Koniec maratonu wrocławianek. "Chylę czoło przed swoją drużyną"

Za siatkarkami Impela Wrocław bardzo pracowity okres. W ciągu miesiąca wrocławianki rywalizowały w Orlen Lidze oraz kończyły fazę grupową Ligi Mistrzyń.

Marcin Górczyński
Marcin Górczyński
Początek 2015 roku stanowił niemałe wyzwanie dla wicemistrzyń Polski. Wrocławianki wychodziły w styczniu na parkiet aż 9-krotnie, tocząc pojedynki w Orlen Lidze oraz Lidze Mistrzyń. Dodatkowym czynnikiem wpływającym na dyspozycję fizyczną Impelek były dalekie podróże - w ciągu miesiąca zawodniczki ze stolicy Dolnego Śląska pokonały ponad 10 tys. kilometrów. - Jestem dumny z moich zawodniczek, ponieważ bardzo dobrze zniosły trudny miesiąc, w którym rozegraliśmy aż 9 pojedynków. Nie pomagały nam także dalekie podróże, m.in. do Sopotu, Omska, Stambułu. Chylę czoło przed swoją drużyną. Mam nadzieję, że będziemy kontynuować postawę w kolejnych spotkaniach - chwalił podopieczne trener Tore Aleksandersen.

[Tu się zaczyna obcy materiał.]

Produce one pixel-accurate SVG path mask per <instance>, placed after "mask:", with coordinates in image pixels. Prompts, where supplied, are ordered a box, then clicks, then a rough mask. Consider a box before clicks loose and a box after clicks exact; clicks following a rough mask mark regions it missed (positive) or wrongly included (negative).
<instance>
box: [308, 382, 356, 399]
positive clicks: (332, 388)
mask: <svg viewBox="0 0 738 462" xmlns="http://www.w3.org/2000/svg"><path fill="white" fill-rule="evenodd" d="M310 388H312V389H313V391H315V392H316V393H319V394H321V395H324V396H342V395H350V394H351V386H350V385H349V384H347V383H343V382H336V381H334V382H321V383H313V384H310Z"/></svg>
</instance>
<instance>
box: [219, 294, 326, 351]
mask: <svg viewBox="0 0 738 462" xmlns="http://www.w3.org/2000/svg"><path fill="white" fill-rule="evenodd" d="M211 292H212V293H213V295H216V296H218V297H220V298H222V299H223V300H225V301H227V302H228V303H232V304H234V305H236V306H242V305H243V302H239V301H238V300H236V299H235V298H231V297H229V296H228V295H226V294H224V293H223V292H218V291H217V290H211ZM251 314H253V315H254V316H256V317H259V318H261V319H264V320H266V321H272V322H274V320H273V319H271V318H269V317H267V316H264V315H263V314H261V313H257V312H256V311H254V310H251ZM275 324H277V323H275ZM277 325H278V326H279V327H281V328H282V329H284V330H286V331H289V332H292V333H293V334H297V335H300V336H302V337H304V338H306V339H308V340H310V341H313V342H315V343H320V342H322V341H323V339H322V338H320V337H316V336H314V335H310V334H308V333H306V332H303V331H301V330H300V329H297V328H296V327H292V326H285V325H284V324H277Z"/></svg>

Norweski trener odniósł się także do pojedynku z Polskim Cukrem Muszynianką Muszyna. Siatkarki Impela Wrocław po triumfie nad muszyniankami do trzeciego miejsca, okupowanego przez Mineralne, tracą zaledwie 3 punkty. Przed wrocławiankami otworzyła się spora szansa na awans na podium ligowej stawki, bowiem przed Impelkami 4 spotkania z potencjalnie słabszymi drużynami. - Za nami mecz o 6 "oczek" i bardzo się cieszę z postawy mojego zespołu, który zdołał odwrócić losy meczu. Na początku mecz był brzydki, jednak jestem bardzo zadowolony, że zdołałyśmy poprawić naszą grę - podkreślał Norweg, nawiązując do porażki 11:25 w pierwszej partii.